Press releases may be edited for formatting or style | April 04, 2023 Insurance Women's Health
OAK BROOK, Ill. – Researchers who surveyed women attending breast cancer screening appointments found that one in five is likely to skip additional testing after an abnormal finding on their mammogram if there is a deductible or co-payment, according to an editorial published in Radiology, a journal of the Radiological Society of North America (RSNA).

Health care costs and insurance premiums have increased in recent years. With the advent of the Affordable Care Act (ACA), high-deductible health plans (HDHPs) have grown in popularity, particularly among younger, healthy people.

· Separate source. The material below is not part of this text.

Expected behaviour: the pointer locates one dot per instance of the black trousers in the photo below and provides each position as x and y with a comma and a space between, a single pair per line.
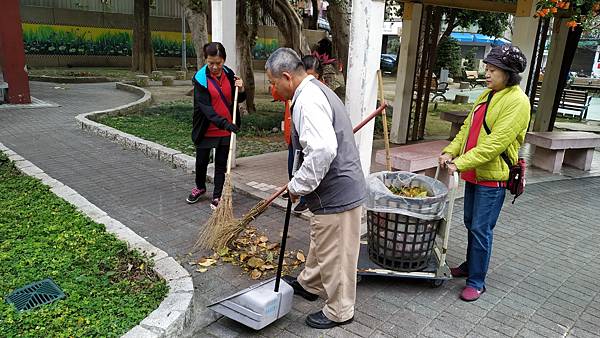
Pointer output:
202, 159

It is believed that HDHPs lower overall health care costs by making individuals more cognizant of their medical expenses. The higher deductible also lowers monthly insurance premiums, making these plans an attractive option for healthy people who may typically need coverage only for preventative care or health emergencies.

But while HDHPs offer some advantages, the high out-of-pocket deductible cost—a minimum of $1,500 for individuals and $3,000 for families—may prevent people from seeking necessary care.

“Currently, there is no out-of-pocket payment or co-payment for screening mammography since it’s covered under the ACA,” said the study’s lead author, Michael Ngo, M.D., radiology resident at Boston Medical Center and Boston University Chobanian & Avedisian School of Medicine. “However, any follow-up diagnostic imaging for an abnormal finding seen on screening mammography may require the patient to pay a co-payment or deductible, depending on their healthcare plan.”

Dr. Ngo and colleagues wanted to assess the impact that these payments had on a patient’s willingness to return for important follow-up imaging.

The researchers surveyed 932 patients presenting for breast imaging at Boston Medical Center between September 2021 and February 2022. The survey was comprised of demographic questions on race, education level, annual household income and insurance payor, as well as scenarios about utilization of breast imaging. There was a variable response rate on questions.

When asked whether they would skip indicated imaging if they knew they had to pay a deductible, of 714 respondents, 151 (21.2%) said they would skip imaging, 424 (59.4%) said they would not skip imaging, and 139 (19.5%) were undecided.

“The patients who were more likely to say they would skip diagnostic imaging tended to be racial/ethnic minorities, have a lower educational level, have a lower-income household, are on Medicaid or have no insurance at all,” Dr. Ngo said.